Tra le cause del declino, egli individua un problema di equità concorrenziale in relazione alle attività del commercio on-line, le quali a suo dire tendono a utilizzare basi giuridiche di comodo. In questo senso, Gronchi auspica che la recente introduzione della web tax, che dal 3 per cento è stata portata al 15 per cento nel 2024, “possa garantire pari condizioni concorrenziali”. Infine, l’esponente dell’associazione di impresa indica la necessità “di investire anche sull’innovazione diffusa: ritardi culturali, ridotte dimensioni e mercati circoscritti fanno delle Pmi italiane aziende digitalmente poco strutturate e poco attente alle potenzialità della digitalizzazione dei processi di innovazione e sviluppo.”
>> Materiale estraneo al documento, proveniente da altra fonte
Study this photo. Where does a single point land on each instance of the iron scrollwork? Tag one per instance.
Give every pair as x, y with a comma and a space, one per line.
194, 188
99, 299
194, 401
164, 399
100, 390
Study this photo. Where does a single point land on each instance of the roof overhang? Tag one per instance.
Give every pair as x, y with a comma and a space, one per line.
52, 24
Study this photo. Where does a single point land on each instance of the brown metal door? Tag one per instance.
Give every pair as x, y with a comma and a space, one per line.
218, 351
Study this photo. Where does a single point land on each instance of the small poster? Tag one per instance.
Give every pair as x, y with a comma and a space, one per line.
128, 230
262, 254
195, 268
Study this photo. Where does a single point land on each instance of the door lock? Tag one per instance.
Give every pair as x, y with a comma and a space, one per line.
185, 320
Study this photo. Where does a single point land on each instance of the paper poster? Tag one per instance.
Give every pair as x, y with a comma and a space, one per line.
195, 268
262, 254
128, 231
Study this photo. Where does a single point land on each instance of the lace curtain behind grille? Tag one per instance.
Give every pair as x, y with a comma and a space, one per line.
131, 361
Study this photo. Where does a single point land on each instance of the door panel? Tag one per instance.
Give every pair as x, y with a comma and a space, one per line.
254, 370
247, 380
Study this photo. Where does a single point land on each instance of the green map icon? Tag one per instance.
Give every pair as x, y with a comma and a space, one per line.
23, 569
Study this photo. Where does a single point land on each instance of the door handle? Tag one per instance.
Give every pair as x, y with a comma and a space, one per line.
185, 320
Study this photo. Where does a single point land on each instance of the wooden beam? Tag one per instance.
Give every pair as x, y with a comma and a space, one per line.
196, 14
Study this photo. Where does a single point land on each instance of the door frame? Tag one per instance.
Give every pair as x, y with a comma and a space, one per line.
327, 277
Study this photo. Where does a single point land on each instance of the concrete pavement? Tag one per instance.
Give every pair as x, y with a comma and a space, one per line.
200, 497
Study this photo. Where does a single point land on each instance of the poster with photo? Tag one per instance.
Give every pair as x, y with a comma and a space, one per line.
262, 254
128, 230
Ora, a margine dei significativi rilievi espressi da Gronchi, non bisogna dimenticare il peso non indifferente della fiscalità, spesso occulta, e della burocrazia. Burocrazia che, anche a causa di norme europee in continua espansione, rappresenta un costo e un assillo costante per le piccole e medie aziende. In particolare, non c’è alcuna attività marginale che possa sfuggire al decreto legislativo 81 del 2008 – corposo testo unico che regolamenta la sicurezza sul lavoro – e all’obbligo del ben noto sistema Haccp – usato dalla Nasa negli anni Sessanta per assicurare pasti salubri e sicuri agli astronauti – che viene imposto a chiunque venda prodotti alimentari, anche confezionati. In soldoni, tutto questo comporta la necessità di affidarsi ad almeno un paio di consulenti, oltre a quelli fiscali, nominando altrettanti responsabili della sicurezza tra i propri dipendenti. Questi ultimi, inoltre, dovranno preventivamente seguire un corso e un costante iter per i relativi aggiornamenti.
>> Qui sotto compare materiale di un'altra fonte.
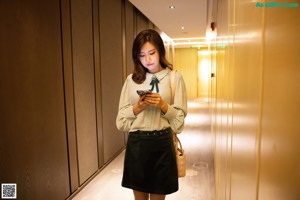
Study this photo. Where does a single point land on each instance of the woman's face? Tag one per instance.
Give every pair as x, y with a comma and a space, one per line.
149, 57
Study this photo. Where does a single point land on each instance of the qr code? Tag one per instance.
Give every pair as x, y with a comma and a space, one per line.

Ebbene, dal momento che le varie associazioni sindacali appaiono obiettivamente cointeressate al mantenimento di questi fardelli burocratici, in quanto esse offrono un importante supporto ai loro associati, si comprende abbastanza chiaramente il motivo per il quale nelle loro relazioni il tema fiscale e burocratico venga spesso e volentieri rimosso. Si tratta di un micidiale combinato disposto di tasse e di adempimenti burocratici che da decenni rappresenta un convitato di pietra con cui commercianti, artigiani e piccoli imprenditori debbono fare i conti dal primo all’ultimo giorno dell’anno.